Она была журналисткой, я – режиссером. Вместе делали передачи, разъезжая по заводам, фабрикам, колхозам области, – и теперь очень жалею, что в своих дневниках нашла о ней только одну запись, хотя было с ней интересно, ибо она из тех, кого могла бы и теперь назвать подругой.
«Ездили с Аниной на юг области в передовой колхоз отбирать самодеятельность для передачи. Интересным оказался хор… да нет, не хор, а октет своими песнями – смесь украинского и русского. Когда бабульки пели, то нам не все слова были понятны и Анина шепнула: „Может, не надо их брать? Ведь почти не разобрать – о чём они?..“ Но я всё же отобрала шесть песен, убедив её, что в общем-то не так важны слова, как напевность, сами женщины, их лица, пестрые наряды. После обильного деревенского угощения, уже затемно, отвозили нас в город к поезду на санях, укутав шубами, – было морозно. Над нами висела огромная луна в широком желтом ореоле, лошадь покорно тянула сани, под её копытами хрумкал снег уже в нескольких метрах от саней смешиваясь с темно-синей ночью. Ехать полем, полулёжа в санях было не только диковато, но удивительно отрадно и, может быть, потому, что ниточкой тянулось совсем недавно увиденное, услышанное, – открытые лица женщин, их радушное угощение, застольные напевные песни, – и хотелось ехать долго-долго!»

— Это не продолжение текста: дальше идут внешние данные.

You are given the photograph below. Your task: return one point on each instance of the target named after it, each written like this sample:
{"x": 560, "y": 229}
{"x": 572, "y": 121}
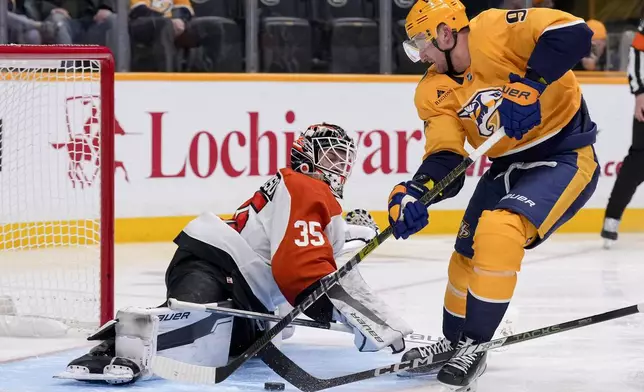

А пишу об Анине потому, что совсем недавно она неожиданно пришла ко мне, и неожиданно потому, что лет пятнадцать назад с мужем и двумя сыновьями уехала в Германию, и только теперь заехала в наш город, чтобы навестить друзей, а заодно и меня, хотя думалось: никогда больше не увидимся. Но вот теперь делаю еще одну запись о ней, стараясь сохранить, не упустить «детали» встречи, – её жесты, взгляды, улыбки, – ведь всё это зачастую говорит о человеке больше слов.